クラウダーが驚愕すると、彼の視線の先には、ライオンのようなモンスターが牙を剥き、拳を弾き返そうとしているのが見えていた。

 

「残念だったな。」

「そいつは…Heaven's Fourth Lioness!」

 

 

《Heaven's Fourth Lioness》:攻撃力4000

 

 

「そう。ノックスが…俺に託したカードだ。ヘヴンに対抗するには、ヘヴンのカードか、それ相応の力を持ったカードが良い…とな。」

「ふざけた真似を!!あの組織の裏切り者が…」

 

2体のモンスターは閃光に包まれ、その場で同時に消滅した。お互いのモンスターの攻撃力の差は0であるため、両者にダメージは発生しない。

 

「ノックス。」

「チィッ!!《Heaven's Climax》の効果により、お互いのモンスターの攻撃力が同じだった場合、双方のモンスターは破壊される。クッ!ノックス。お前が我々を裏切るというのなら、私はお前に、裏切ったことを後悔させるまでだ!私は手札から装備魔法、《Heaven's Rivive Stringth》を発動!(1)私のフィールドにモンスターがいない場合、墓地からモンスター1体を特殊召喚し、このカードを装備し、相手の墓地に存在するモンスター1体の攻撃力の半分を、この効果で特殊召喚したモンスターの攻撃力に加える!蘇れ、《Heaven's Giant》!」

 

 

《Heaven's Giant》:攻撃力4000

 

 

まるで操り人形のように、何本かの糸で引っ張られて月面から出て来た巨人。やはりカイトを見下ろしている。

 

「またこいつか。
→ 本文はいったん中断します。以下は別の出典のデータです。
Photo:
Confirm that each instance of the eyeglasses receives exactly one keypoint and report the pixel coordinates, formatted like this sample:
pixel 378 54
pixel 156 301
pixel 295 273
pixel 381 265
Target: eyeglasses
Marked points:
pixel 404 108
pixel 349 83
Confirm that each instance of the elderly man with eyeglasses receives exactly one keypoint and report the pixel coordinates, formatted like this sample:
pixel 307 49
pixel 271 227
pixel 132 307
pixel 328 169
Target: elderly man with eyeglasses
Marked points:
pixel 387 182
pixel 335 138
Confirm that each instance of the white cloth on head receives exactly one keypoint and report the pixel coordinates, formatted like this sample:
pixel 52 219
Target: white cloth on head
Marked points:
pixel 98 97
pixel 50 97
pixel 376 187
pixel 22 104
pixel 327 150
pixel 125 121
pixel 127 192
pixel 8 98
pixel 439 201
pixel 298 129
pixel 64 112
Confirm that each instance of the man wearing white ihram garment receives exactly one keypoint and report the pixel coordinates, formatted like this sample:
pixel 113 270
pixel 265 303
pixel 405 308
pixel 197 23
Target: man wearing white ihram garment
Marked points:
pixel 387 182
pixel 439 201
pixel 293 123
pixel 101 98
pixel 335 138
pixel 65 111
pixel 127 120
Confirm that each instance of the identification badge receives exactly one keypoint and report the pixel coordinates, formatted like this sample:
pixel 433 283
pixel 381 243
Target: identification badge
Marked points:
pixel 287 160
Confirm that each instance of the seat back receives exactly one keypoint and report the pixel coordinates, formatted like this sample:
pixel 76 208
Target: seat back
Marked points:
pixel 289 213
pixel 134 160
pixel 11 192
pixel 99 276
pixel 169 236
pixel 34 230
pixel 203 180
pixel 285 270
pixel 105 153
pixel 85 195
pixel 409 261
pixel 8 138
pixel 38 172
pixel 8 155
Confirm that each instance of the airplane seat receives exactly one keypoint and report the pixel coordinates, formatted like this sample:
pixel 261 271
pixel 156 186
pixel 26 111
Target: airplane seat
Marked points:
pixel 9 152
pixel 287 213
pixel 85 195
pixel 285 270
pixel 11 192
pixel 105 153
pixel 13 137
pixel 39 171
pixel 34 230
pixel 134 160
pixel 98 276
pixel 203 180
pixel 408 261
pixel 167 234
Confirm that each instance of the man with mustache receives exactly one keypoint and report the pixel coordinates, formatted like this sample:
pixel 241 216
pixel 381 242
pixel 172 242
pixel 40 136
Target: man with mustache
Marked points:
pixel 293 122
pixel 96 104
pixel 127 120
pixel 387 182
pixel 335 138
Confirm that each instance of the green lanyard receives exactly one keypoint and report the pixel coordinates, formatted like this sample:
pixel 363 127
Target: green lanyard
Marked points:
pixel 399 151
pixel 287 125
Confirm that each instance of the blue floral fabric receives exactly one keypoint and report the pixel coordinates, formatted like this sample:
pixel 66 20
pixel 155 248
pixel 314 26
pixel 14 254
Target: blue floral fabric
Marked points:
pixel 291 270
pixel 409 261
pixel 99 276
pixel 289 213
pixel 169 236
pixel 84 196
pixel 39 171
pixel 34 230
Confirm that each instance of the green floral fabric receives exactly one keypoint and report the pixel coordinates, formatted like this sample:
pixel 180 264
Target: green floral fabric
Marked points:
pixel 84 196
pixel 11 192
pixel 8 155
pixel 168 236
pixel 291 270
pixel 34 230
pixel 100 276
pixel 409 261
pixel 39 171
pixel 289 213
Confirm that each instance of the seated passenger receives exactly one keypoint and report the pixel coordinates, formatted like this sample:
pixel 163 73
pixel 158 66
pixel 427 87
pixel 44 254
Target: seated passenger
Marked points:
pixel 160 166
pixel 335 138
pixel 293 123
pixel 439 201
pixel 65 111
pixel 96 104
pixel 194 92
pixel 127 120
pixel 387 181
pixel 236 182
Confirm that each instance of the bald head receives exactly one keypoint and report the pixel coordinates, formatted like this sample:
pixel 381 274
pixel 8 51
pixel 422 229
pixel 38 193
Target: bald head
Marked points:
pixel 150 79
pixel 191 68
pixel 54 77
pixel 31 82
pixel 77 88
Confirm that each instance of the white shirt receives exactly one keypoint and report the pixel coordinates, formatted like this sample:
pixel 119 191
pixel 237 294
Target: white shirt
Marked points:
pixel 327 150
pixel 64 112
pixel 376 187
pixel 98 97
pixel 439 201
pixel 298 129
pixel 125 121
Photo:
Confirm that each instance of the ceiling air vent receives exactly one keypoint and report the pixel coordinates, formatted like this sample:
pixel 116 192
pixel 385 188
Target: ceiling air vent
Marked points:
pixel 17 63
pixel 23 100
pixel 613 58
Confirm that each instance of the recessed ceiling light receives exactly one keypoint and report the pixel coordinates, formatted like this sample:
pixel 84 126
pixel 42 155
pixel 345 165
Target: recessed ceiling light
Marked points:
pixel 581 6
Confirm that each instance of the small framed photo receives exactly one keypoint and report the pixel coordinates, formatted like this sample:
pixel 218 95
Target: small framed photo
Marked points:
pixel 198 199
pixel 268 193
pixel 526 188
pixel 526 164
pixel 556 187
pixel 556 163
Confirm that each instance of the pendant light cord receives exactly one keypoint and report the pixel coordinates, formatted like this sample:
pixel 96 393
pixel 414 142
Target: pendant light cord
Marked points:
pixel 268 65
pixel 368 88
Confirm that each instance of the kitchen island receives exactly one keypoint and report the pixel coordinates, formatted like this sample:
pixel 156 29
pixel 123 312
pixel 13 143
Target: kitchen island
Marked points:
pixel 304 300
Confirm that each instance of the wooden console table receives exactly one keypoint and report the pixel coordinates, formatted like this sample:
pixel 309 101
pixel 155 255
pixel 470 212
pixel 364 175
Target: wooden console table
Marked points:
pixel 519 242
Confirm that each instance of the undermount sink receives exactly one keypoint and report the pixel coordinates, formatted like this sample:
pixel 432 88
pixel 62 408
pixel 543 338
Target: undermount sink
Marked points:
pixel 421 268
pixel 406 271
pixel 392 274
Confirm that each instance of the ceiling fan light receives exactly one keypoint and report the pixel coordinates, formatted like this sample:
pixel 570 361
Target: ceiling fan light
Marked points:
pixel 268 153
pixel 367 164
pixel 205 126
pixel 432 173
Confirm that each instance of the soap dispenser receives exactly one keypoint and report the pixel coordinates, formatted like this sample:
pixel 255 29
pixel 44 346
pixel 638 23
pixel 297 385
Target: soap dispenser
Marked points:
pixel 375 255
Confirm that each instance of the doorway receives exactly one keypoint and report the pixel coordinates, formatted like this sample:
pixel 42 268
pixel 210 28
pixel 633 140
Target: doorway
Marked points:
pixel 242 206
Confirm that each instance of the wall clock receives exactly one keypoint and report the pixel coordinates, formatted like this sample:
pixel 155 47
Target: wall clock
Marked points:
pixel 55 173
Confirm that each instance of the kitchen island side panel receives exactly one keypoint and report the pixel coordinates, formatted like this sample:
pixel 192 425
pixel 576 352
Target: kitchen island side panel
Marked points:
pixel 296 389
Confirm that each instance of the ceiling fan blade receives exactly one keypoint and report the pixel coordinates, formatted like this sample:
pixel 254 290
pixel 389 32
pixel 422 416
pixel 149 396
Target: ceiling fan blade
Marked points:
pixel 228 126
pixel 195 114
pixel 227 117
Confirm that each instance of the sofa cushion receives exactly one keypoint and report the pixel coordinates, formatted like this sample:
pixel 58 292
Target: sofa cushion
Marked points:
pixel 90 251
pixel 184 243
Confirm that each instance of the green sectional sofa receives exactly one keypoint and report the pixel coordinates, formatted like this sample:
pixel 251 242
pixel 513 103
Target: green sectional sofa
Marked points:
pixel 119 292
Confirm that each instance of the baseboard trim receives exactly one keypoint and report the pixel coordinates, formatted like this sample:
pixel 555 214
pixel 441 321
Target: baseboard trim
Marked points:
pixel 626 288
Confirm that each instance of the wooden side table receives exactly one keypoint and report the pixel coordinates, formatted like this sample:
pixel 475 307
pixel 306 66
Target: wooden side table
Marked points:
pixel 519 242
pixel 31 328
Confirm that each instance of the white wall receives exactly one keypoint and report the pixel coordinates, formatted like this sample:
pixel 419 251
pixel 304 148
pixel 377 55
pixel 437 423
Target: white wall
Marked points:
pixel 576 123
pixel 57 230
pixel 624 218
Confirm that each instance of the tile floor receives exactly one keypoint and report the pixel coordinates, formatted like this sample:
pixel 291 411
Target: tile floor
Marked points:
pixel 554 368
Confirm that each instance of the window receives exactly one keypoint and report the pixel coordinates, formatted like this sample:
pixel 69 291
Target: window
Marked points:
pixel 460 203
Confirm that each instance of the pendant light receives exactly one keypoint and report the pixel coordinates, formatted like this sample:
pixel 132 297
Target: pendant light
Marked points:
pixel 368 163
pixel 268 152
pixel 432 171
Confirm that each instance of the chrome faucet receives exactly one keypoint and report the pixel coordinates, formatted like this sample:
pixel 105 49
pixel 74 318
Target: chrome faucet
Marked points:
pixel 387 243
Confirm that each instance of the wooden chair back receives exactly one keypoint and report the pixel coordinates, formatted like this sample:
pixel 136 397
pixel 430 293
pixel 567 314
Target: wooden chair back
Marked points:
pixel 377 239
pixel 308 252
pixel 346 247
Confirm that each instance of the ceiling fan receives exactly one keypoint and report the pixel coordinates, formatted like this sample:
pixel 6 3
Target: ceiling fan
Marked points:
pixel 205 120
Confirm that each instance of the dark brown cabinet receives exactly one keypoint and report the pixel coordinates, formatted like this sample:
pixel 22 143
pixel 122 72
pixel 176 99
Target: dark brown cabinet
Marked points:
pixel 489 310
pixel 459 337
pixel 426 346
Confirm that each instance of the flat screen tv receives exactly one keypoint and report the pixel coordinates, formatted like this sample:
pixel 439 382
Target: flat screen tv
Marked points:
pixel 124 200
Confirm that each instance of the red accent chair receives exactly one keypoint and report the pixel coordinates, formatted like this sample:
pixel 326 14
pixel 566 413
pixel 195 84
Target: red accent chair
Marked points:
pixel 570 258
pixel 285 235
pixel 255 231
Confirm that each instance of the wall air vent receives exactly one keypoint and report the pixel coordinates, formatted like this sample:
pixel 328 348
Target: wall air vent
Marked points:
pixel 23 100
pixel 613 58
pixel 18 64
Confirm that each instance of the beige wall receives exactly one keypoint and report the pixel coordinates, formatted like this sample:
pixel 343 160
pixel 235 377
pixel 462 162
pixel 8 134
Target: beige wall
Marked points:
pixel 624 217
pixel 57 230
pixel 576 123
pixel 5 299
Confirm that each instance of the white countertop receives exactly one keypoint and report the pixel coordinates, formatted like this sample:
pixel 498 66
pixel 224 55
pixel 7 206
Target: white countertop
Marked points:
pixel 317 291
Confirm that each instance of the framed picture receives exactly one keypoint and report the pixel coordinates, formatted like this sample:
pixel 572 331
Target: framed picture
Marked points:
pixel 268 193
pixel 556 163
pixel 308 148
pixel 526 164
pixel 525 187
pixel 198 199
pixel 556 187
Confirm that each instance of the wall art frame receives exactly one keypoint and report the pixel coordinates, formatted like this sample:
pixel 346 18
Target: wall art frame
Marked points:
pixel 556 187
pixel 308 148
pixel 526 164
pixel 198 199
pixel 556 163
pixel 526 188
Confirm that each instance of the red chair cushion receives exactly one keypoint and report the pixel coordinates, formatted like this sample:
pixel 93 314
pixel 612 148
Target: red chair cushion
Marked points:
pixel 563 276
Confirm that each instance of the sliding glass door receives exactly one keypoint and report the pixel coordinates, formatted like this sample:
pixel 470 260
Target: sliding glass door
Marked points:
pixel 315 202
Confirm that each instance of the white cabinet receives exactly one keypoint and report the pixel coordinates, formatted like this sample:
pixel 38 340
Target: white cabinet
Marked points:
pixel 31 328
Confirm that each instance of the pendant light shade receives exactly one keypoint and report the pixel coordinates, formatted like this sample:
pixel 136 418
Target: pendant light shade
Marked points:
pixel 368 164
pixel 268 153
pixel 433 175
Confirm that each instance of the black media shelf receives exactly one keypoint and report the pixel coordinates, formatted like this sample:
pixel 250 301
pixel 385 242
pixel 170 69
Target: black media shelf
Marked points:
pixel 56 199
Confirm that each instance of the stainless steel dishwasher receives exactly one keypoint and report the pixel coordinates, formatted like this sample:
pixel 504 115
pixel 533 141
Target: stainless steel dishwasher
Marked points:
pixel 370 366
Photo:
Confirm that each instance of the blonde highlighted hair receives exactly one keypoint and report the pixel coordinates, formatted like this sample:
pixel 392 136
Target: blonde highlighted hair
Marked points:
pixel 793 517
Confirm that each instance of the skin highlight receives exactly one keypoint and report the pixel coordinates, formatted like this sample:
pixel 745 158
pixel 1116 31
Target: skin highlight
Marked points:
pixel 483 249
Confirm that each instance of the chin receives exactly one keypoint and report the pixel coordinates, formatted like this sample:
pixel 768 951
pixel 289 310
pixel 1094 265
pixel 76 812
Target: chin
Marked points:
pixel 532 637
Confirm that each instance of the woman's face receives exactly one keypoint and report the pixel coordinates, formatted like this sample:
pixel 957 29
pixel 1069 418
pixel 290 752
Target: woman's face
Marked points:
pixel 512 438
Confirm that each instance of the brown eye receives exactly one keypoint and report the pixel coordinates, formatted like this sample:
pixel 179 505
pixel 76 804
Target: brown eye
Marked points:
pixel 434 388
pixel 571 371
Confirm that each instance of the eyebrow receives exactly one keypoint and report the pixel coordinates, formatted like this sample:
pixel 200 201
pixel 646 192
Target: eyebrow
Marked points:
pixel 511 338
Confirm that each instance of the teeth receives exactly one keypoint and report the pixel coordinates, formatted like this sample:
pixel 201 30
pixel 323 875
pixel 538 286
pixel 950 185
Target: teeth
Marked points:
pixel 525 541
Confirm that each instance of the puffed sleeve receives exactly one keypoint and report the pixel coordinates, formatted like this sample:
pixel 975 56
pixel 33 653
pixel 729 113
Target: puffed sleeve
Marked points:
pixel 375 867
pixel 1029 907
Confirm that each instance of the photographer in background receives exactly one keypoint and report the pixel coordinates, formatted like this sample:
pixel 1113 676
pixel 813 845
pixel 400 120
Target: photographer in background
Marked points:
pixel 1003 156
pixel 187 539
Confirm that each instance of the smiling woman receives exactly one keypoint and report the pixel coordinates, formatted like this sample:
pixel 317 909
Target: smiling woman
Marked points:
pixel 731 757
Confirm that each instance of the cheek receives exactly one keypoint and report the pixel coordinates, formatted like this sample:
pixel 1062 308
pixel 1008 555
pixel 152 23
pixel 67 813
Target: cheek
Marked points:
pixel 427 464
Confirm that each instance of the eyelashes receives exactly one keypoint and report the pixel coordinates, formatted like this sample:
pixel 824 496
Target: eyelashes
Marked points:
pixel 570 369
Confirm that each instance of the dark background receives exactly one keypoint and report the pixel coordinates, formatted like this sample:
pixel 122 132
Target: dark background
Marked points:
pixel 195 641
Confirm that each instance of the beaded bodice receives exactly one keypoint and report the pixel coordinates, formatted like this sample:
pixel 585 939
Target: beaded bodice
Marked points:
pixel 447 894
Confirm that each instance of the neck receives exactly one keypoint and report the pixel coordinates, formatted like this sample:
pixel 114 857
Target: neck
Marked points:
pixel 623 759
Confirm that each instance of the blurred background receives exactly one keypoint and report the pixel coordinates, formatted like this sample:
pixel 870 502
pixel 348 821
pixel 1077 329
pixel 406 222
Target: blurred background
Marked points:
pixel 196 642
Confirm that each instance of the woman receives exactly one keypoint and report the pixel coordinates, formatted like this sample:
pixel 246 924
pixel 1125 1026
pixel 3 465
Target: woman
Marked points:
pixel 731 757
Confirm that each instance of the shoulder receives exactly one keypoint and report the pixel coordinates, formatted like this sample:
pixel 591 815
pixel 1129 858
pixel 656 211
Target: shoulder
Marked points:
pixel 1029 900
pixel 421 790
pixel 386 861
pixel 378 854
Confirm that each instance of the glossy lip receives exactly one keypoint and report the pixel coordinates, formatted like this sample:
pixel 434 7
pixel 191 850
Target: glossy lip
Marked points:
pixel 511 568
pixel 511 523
」

「さらに、この効果で特殊召喚したモンスターの攻撃力は、《Heaven's Fourth Lioness》の攻撃の半分、2000ポイントアップする!!」

 

 

《Heaven's Giant》:攻撃力4000→攻撃力6000→攻撃力6500

 

 

「攻撃力がさらに上がった!?」

「Heaven's Giantは墓地から特殊召喚されると攻撃力が500ポイントアップする!そして、Heaven's Rivive Stringthの効果で、相手の墓地から選んだモンスターがモンスターエクシーズなら、そのモンスターのランクを持つ効果もあるが…関係なさそうだな。」

 

 

《Heaven's Giant》:レベル8→ランク10

 

 

「カードを1枚伏せて、ターンエンドだ。(0)」

<カイト:伏せ1枚 クラウダー:伏せ1枚>

 

「俺のターン…ドロー!!(1)」

 

クラウダーはできることはしたと思い、ターンエンドを告げた。カイトは勢いよくカードを引く。カードを引いた後、自らのデッキから1枚のカードが光を放っていることに気が付いた。

 

「これは…」

「ミザエルが…選んだ1枚か!?そう、都合良くは…」

 

 

(ミザエル。貴様の思い…しかと受け取った。)

 

 

「俺は速攻魔法、《銀河再誕(リギャラクシー)》を発動!」

 

 

銀河再誕(リギャラクシー)》(小説版)

速攻魔法

自分の墓地から「ギャラクシー」と名のついたモンスター1体を選択し、そのモンスターを特殊召喚する。この効果で特殊召喚したモンスターの攻撃力は半分になり、そのモンスターが自分のターンで相手ライフに戦闘ダメージを与えられなかった場合、そのターンのエンドフェイズに破壊される。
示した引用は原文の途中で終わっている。